Doing It Yourself, Just for the Satisfaction
Over the past 9 months I have been focused on paying off my student loans. My goal is to pay off all of my student loan debt in 10 months, which amounts to finishing everything up by the end of April. As I am getting closer to the finish line I realized I was further away than I had anticipated. Instead of being next to the finish line in early April, I was really just making the turn down the race track of financial payments. As I realized the failure I have looked into every which way to increase the repayment, but in the end it amounts to just keeping my head down and taking a couple extra months to finish up the race. Then I thought back to what Kapitalust did with his student loan payment plan and thought maybe that is the answer, have someone lend a helping hand along the way. What I had to ask myself is would it be the same satisfaction?
A quick back story first. When I was paying off my credit cards a couple years ago, I realized that the math said to do a balance transfer, unfortunately the interest rate wasn’t really the big problem, I was. I needed to make more money and make bigger payments, not reduce my interest rate from 8.99% to 2.99%, it was a band-aid, a quick fix and in the end I didn’t like it, even if it did probably save me a few dollars. Towards the end of my credit card repayment I decided to ask the wife if I could borrow money from her savings to pay off my credit cards. We keep our finances together but still run individual accounts as we work together towards financial independence. She lent me the money and I paid off my credit cards for good, the problem was it didn’t feel that great. So I saved a few dollars in the long run and paid Mrs. Even Steven back interest free, it had no satisfaction, no jump up and down feeling that you get from making a big shot to win the game. Even when I paid her the last dollar back, it had no satisfaction, in some ways it almost felt like I cheated. What kind of satisfaction is that?
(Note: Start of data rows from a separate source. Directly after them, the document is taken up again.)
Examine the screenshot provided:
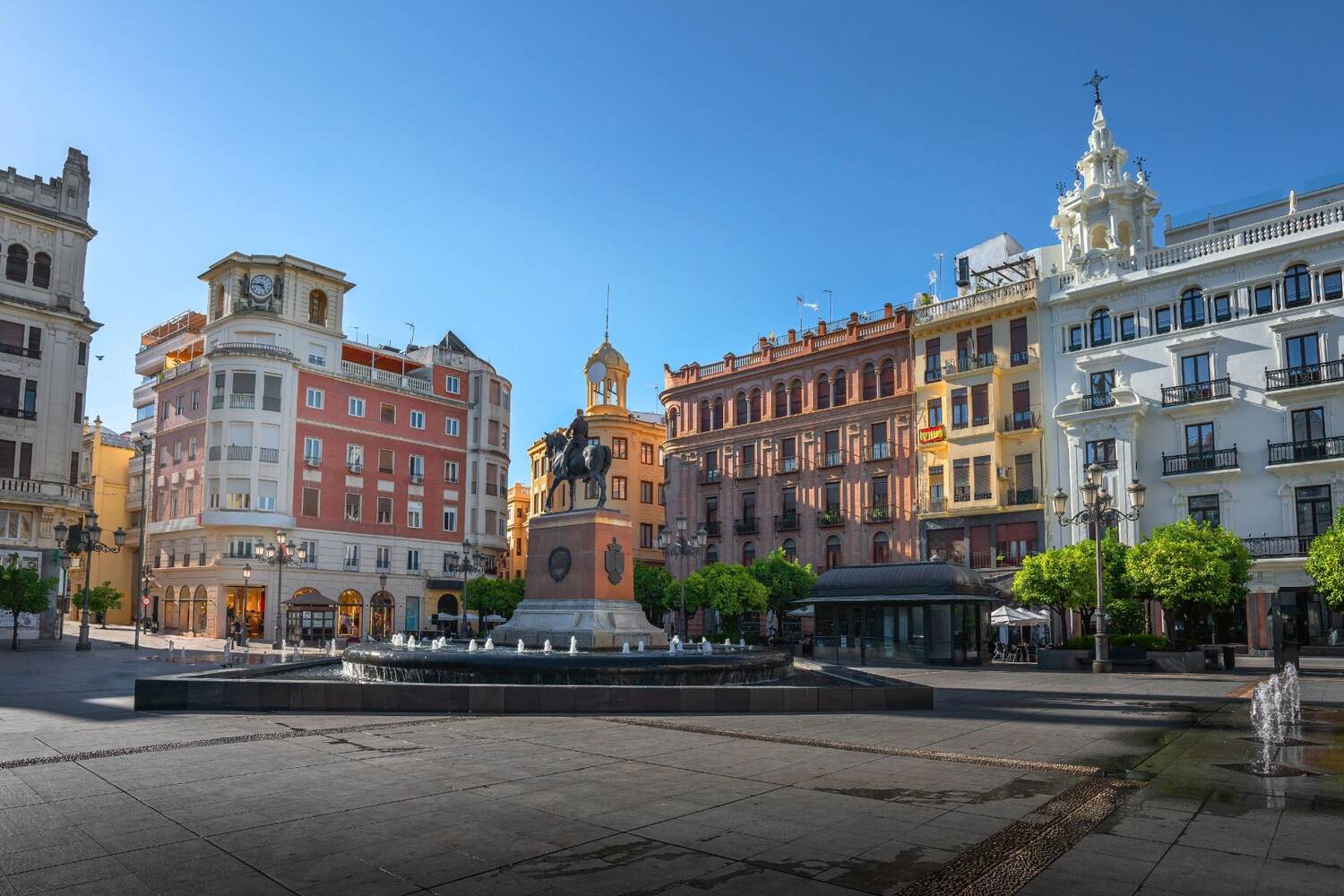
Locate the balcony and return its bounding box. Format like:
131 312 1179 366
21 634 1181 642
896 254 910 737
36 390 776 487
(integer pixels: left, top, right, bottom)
1265 360 1344 392
863 442 892 461
863 504 892 522
1163 444 1239 476
1268 435 1344 466
1163 376 1233 407
819 450 844 470
1004 411 1040 433
1242 535 1314 559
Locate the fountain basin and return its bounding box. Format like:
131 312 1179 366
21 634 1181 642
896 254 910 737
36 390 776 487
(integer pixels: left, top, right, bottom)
343 643 793 686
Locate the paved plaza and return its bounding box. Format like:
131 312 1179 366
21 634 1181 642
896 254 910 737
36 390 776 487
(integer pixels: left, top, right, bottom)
0 627 1344 896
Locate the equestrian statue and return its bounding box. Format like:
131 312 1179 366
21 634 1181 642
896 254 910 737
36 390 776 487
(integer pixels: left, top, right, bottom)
546 409 612 512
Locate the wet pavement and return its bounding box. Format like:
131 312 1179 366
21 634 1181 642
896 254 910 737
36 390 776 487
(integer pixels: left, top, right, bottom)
0 630 1344 896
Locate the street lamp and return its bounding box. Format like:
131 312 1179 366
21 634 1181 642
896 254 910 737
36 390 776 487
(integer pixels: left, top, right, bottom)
659 513 710 634
251 530 308 650
53 511 126 650
1050 463 1148 672
136 433 155 650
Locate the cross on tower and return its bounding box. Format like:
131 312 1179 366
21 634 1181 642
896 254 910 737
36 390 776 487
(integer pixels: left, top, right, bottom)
1083 68 1110 106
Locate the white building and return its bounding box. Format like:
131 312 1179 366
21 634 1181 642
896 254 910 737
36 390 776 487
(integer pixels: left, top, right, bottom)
1040 96 1344 648
0 148 99 637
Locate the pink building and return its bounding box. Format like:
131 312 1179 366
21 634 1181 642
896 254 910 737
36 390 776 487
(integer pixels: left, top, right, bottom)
661 304 919 636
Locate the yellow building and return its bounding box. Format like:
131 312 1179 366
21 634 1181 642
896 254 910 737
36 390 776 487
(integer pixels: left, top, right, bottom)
910 246 1045 582
69 418 140 625
504 482 532 579
524 340 664 565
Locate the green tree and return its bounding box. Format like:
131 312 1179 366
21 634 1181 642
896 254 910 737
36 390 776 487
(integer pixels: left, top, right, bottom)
78 582 121 629
1306 508 1344 610
747 548 817 618
685 563 771 637
0 554 56 650
634 560 676 622
1125 519 1252 630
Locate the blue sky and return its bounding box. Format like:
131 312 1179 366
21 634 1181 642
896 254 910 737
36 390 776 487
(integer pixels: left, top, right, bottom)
10 1 1344 479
Fast forward to present day and I realized I was contemplating the same situation all over again. I could borrow from Mrs. Even Steven and save I don’t know $50 over the course of 2 months in interest or I could finish what I started, what I set out to do. Nobody would be helping me. I wouldn’t use a balance transfer, borrow money from someone, or use any other crutch to get to the finish line. I want this to be 100% me, I want the joy, the satisfaction of punching the student loan in the face for the last time, even if it is in June instead of April, and even if it costs me $50. I want the satisfaction of completing the race, strike that I want the satisfaction of winning the race.